The type of modulation, where the sampling rate is much higher and in which the stepsize after quantization is of a smaller value **Δ**, such a modulation is termed as **delta modulation**.

Following are some of the features of delta modulation.

An over-sampled input is taken to make full use of the signal correlation.

The quantization design is simple.

The input sequence is much higher than the Nyquist rate.

The quality is moderate.

The design of the modulator and the demodulator is simple.

The stair-case approximation of output waveform.

The step-size is very small, i.e.,

**Δ**(delta).The bit rate can be decided by the user.

This involves simpler implementation.

Delta Modulation is a simplified form of DPCM technique, also viewed as **1-bit DPCM scheme**. As the sampling interval is reduced, the signal correlation will be higher.

The Delta Modulator comprises of a 1-bit quantizer and a delay circuit along with two summer circuits. Following is the block diagram of a delta modulator.

The predictor circuit in DPCM is replaced by a simple delay circuit in DM.

From the above diagram, we have the notations as −

$x(nT_{s})$ = over sampled input

$e_{p}(nT_{s})$ = summer output and quantizer input

$e_{q}(nT_{s})$ = quantizer output = $v(nT_s)$

$\widehat{x}(nT_{s})$ = output of delay circuit

$u(nT_{s})$ = input of delay circuit

Using these notations, now we shall try to figure out the process of delta modulation.

$e_{p}(nT_{s}) = x(nT_{s}) - \widehat{x}(nT_{s})$

---------equation 1

$= x(nT_{s}) - u([n - 1]T_{s})$

$= x(nT_{s}) - [\widehat{x} [[n - 1]T_{s}] + v[[n-1]T_{s}]]$

---------equation 2

Further,

$v(nT_{s}) = e_{q}(nT_{s}) = S.sig.[e_{p}(nT_{s})]$

---------equation 3

$u(nT_{s}) = \widehat{x}(nT_{s})+e_{q}(nT_{s})$

Where,

$\widehat{x}(nT_{s})$ = the previous value of the delay circuit

$e_{q}(nT_{s})$ = quantizer output = $v(nT_s)$

Hence,

$u(nT_{s}) = u([n-1]T_{s}) + v(nT_{s})$

---------equation 4

Which means,

**The present input of the delay unit**

**= (The previous output of the delay unit) + (the present quantizer output)**

Assuming zero condition of Accumulation,

$u(nT_{s}) = S \displaystyle\sum\limits_{j=1}^n sig[e_{p}(jT_{s})]$

**Accumulated version of DM output** = $\displaystyle\sum\limits_{j = 1}^n v(jT_{s})$

---------equation 5

Now, note that

$\widehat{x}(nT_{s}) = u([n-1]T_{s})$

$= \displaystyle\sum\limits_{j = 1}^{n - 1} v(jT_{s})$

---------equation 6

Delay unit output is an Accumulator output lagging by one sample.

From equations 5 & 6, we get a possible structure for the demodulator.

A Stair-case approximated waveform will be the output of the delta modulator with the step-size as delta (**Δ**). The output quality of the waveform is moderate.
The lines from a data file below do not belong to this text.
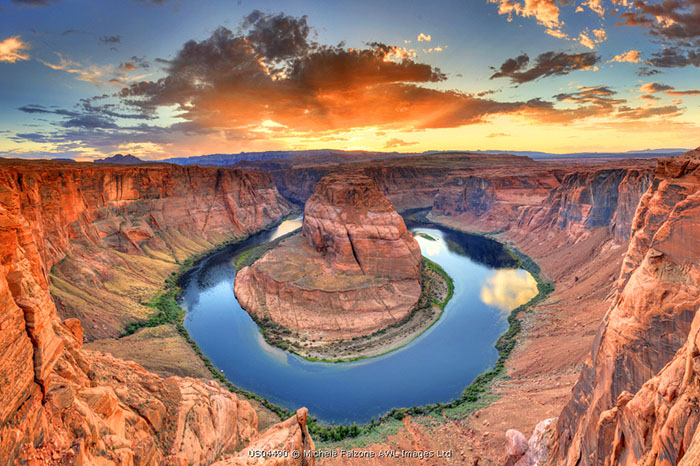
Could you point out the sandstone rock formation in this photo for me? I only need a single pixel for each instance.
(533, 452)
(61, 404)
(108, 236)
(547, 202)
(637, 400)
(289, 436)
(354, 270)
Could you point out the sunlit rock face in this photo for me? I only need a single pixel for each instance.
(354, 269)
(357, 229)
(62, 404)
(636, 401)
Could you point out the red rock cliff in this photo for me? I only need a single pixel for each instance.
(636, 401)
(108, 236)
(355, 226)
(61, 404)
(355, 270)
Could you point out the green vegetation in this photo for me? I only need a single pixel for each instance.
(167, 311)
(448, 280)
(274, 334)
(476, 396)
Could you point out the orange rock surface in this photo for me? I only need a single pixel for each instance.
(354, 270)
(636, 402)
(62, 404)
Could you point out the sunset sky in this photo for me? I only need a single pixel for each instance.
(159, 78)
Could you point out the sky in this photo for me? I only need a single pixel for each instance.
(86, 79)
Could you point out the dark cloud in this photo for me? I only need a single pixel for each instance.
(134, 63)
(33, 108)
(277, 37)
(646, 71)
(677, 20)
(673, 57)
(109, 40)
(33, 3)
(546, 64)
(640, 113)
(224, 81)
(654, 88)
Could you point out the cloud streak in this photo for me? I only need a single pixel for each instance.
(546, 64)
(13, 49)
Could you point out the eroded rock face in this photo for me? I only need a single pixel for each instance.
(357, 229)
(290, 436)
(567, 204)
(354, 270)
(62, 404)
(112, 234)
(636, 401)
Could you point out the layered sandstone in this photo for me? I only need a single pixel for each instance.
(354, 269)
(62, 404)
(559, 203)
(636, 400)
(108, 236)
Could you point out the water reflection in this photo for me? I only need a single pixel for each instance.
(435, 367)
(508, 289)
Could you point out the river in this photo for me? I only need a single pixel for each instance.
(435, 367)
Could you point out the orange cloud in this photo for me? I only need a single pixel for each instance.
(13, 50)
(631, 56)
(546, 12)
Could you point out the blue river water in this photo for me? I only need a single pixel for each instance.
(435, 367)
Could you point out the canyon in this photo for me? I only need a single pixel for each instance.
(63, 404)
(86, 247)
(354, 269)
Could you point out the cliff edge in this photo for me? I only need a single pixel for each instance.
(355, 268)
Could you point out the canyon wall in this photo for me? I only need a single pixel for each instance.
(108, 236)
(567, 203)
(62, 404)
(636, 399)
(355, 268)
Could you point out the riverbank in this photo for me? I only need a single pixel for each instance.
(437, 290)
(161, 343)
(473, 398)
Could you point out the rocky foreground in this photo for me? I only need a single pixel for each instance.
(62, 404)
(637, 399)
(353, 270)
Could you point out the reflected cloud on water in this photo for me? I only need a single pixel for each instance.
(508, 289)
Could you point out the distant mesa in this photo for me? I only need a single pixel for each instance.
(354, 269)
(122, 159)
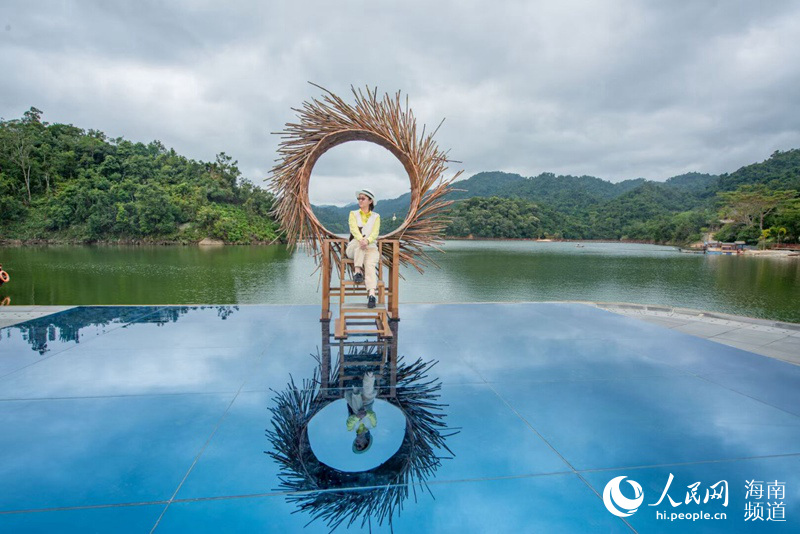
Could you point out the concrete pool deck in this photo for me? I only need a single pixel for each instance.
(775, 339)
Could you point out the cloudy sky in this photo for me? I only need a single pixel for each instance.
(614, 89)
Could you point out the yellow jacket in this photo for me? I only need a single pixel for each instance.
(358, 219)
The delta demodulator comprises of a low pass filter, a summer, and a delay circuit. The predictor circuit is eliminated here and hence no assumed input is given to the demodulator.

Following is the diagram for delta demodulator.

From the above diagram, we have the notations as −

$\widehat{v}(nT_{s})$ is the input sample

$\widehat{u}(nT_{s})$ is the summer output

$\bar{x}(nT_{s})$ is the delayed output

A binary sequence will be given as an input to the demodulator. The stair-case approximated output is given to the LPF.

Low pass filter is used for many reasons, but the prominent reason is noise elimination for out-of-band signals. The step-size error that may occur at the transmitter is called **granular noise**, which is eliminated here. If there is no noise present, then the modulator output equals the demodulator input.

1-bit quantizer

Very easy design of the modulator and the demodulator

However, there exists some noise in DM.

Slope Over load distortion (when

**Δ**is small)Granular noise (when

**Δ**is large)

In digital modulation, we have come across certain problem of determining the step-size, which influences the quality of the output wave.

A larger step-size is needed in the steep slope of modulating signal and a smaller stepsize is needed where the message has a small slope. The minute details get missed in the process. So, it would be better if we can control the adjustment of step-size, according to our requirement in order to obtain the sampling in a desired fashion. This is the concept of **Adaptive Delta Modulation**.

Following is the block diagram of Adaptive delta modulator.

The gain of the voltage controlled amplifier is adjusted by the output signal from the sampler. The amplifier gain determines the step-size and both are proportional.

ADM quantizes the difference between the value of the current sample and the predicted value of the next sample. It uses a variable step height to predict the next values, for the faithful reproduction of the fast varying values.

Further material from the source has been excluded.